Unsurprisingly, Comcast, which is likely to sell its one-third ownership stake in Hulu to Disney in early 2024, has a much more generous valuation in mind than its would-be buyer, Disney. However, the chasm between their respective internal valuations is wider than many probably thought.

In 2021, NBCUniversal execs put Hulu’s value “at north of $70 billion,” per the WSJ’s sources. Disney’s own valuation of the service is “tens of billions of dollars” lower. In 2023, it’s unlikely that even Comcast/NBCU would peg Hulu’s valuation at $70 billion, but it wouldn’t hurt to try!

The years-ago agreement between the broadcasters values the streamer at a minimum of $27.5 billion — but that was based on Disney using Hulu as its international service, a person with knowledge of that original agreement told IndieWire. Based on that number, Comcast’s one-third is a bit north of $9 billion. But of course, that’s just the minimum agreed-upon value.

Should the two parties not be able to come to an agreement on valuation, “an independent third party will be enlisted to make a determination,” the Journal wrote. Comcast can force Disney to buy its share out in January.

Comcast‘s Past Due Notices

Disney and Comcast’s NBCUniversal each have their own flagship streamers, and WSJ claimed that as the fight over Hulu plays out, Comcast simply stopped doing its share to keep the service going going. Not only did NBCU pull back next-day NBC programming from Hulu in favor of Peacock, its parent company stopped funding Hulu. Disney has been forced to keep it going with what the Journal called “the equivalent of a bridge loan.”

It’s unclear when Comcast stopped funding Hulu or how much it has withheld. If Disney and Comcast reach a deal on ownership, then the two will settle up on past payments.

“The Incredible Hulk”
“The Incredible Hulk”

Disney+ Has Been “Hulking” Up For Over a Year

Disney just announced its plans to integrate Hulu content into Disney+ in the U.S. with a Hulu “tile” by the end of the year, but the WSJ report suggests Disney has been internally talking about this for “more than a year.” The plan even had a Marvel-themed name: “Project Hulk.”

And guess what? That tile was news to top Comcast executives.

You Wouldn’t Like Iger When He’s Mad

Back in 2013 — when Hulu was owned by NBC, Fox, and ABC — there was a plan to sell Hulu. Top suitors included Yahoo, DirecTV, and Time Warner. (Truly, it was another time.) According to the WSJ, Comcast blocked the sale, which infuriated Iger and his team. Comcast believed the offers were too low and assured Disney and Fox that Hulu could grow much larger. The revenue-sharing payouts meant Hulu lost money even as it added subscribers, the Journal wrote.

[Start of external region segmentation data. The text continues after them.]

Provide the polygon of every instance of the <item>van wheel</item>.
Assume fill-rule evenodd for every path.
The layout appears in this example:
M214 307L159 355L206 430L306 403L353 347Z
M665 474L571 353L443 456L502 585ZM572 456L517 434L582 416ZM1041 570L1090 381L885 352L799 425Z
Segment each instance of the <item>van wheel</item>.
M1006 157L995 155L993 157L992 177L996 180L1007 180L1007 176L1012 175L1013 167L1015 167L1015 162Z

Shhh… Disney’s Changing the Rules

When Hulu did major deals from its owners ABC, Fox, or NBC, it had to get unanimous approval from all three parent companies to avoid self-dealing. That rule quietly disappeared just before Disney announced in late 2017 its acquisition of Fox, according to the WSJ, which left Comcast unable to block any big decisions (Comcast agreed to be a silent, non-active partner in Hulu as part of it acquiring NBCUniversal in 2011).

Comcast though didn’t find out about the rule change… until September 2018, and reportedly threatened legal action. You know what happened next: Comcast also pursued an acquisition of Fox’s assets and just ended up driving up the price for Disney. By the time the deal closed in March 2019, the Fox price tag was $71.3 billion.

Failure to Launch (Internationally)

The reason Comcast agreed to the rule changes is it believed Disney would work to launch Hulu overseas and boost the streamer’s value. But as WSJ now reports, Disney believes it made no such promise. In 2020, former Disney CEO Bob Chapek made the Star brand a tile on Disney+ overseas as well as the international face of its general entertainment offering.

Cloudy with a Chance of Content

Although it’s now far more likely that Disney buys out Comcast, the reverse of that was considered by Comcast. The hiccup, beyond the money (if Comcast thinks Hulu is worth $70 billion, Disney’s two-thirds would be worth some $47 billion), was cloudiness about if a Comcast buyout would include the rights to all Hulu content.